O debate sobre o projeto do CDS que pretende regular a presença de bandeiras em edifícios públicos foi adiado. A decisão ocorreu uma semana após um requerimento da deputada socialista Isabel Moreira, apresentado na Comissão de Assuntos Constitucionais.

O adiamento foi aprovado por consenso, seguindo uma solicitação do PS. A discussão e votação do diploma ficaram sem tempo definido, em linha com um precedente de outras bancadas.

O projeto do CDS visa proibir a hastear de bandeiras que representem movimentos ideológicos, causas partidárias, clubes desportivos, eventos privados e bandeiras de outros países, exceto em contextos oficiais.

Contexto político

O CDS sustenta que os edifícios públicos não devem servir de propaganda ou de veículos de divisão, defendendo regras claras para a utilização de bandeiras nos setores do Estado.

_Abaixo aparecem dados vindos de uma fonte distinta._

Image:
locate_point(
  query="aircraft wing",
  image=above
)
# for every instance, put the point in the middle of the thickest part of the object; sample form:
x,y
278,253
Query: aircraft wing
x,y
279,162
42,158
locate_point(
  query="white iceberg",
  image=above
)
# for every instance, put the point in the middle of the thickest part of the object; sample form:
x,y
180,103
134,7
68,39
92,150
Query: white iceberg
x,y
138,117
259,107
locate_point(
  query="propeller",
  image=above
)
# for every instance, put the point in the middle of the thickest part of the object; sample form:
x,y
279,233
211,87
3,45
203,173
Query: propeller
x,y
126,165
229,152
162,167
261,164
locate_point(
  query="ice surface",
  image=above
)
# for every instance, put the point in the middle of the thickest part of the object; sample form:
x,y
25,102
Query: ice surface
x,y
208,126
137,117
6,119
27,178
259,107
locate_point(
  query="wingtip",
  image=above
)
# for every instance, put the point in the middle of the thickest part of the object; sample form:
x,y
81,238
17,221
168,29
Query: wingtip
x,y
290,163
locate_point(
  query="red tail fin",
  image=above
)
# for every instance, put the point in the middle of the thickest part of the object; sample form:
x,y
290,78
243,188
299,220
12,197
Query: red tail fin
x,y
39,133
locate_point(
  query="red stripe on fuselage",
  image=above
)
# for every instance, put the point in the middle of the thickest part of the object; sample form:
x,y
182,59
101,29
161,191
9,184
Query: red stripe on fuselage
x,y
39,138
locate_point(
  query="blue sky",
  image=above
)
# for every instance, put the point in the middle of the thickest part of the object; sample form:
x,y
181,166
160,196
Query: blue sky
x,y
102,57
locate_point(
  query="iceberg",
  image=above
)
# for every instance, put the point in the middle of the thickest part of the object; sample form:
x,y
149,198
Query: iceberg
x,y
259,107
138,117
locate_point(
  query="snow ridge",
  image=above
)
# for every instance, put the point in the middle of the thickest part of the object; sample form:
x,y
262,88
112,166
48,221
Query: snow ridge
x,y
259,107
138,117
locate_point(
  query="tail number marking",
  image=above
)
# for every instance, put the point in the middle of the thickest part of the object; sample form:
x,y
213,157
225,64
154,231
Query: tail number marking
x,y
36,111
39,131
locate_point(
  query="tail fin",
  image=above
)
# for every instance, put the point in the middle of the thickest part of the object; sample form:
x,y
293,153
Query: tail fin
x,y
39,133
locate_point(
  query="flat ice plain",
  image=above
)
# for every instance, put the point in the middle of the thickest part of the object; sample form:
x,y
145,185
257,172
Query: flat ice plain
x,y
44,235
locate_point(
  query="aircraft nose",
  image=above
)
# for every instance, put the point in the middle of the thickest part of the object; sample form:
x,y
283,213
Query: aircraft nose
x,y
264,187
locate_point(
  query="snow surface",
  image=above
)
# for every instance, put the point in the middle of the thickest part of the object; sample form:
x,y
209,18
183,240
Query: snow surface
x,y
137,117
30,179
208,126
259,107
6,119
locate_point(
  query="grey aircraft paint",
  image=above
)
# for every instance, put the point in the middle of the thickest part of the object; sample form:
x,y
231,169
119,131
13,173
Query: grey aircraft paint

O Chega já tinha pedido a proibição de bandeiras identificadas com movimentos ideológicos, mas o diploma não avançou na anterior comissão, mantendo-se sem votação.

Críticas à proposta chegaram de várias bancadas à esquerda, com alguns também a questionarem a constitucionalidade e as implicações para autonomia regional e autárquica.

Reações

O PS acusou CDS-PP e Chega de tentar criar um embaraço cultural com o tema, apresentando exemplos de bandeiras que poderiam ser abrangidas pela norma. A oposição alertou para a necessidade de não politizar símbolos públicos.

Entre os partidos, alguns parlamentares destacaram a importância de clarificar a aplicação da lei para evitar ambiguidades e impactos legais, sem apontar intenções políticas.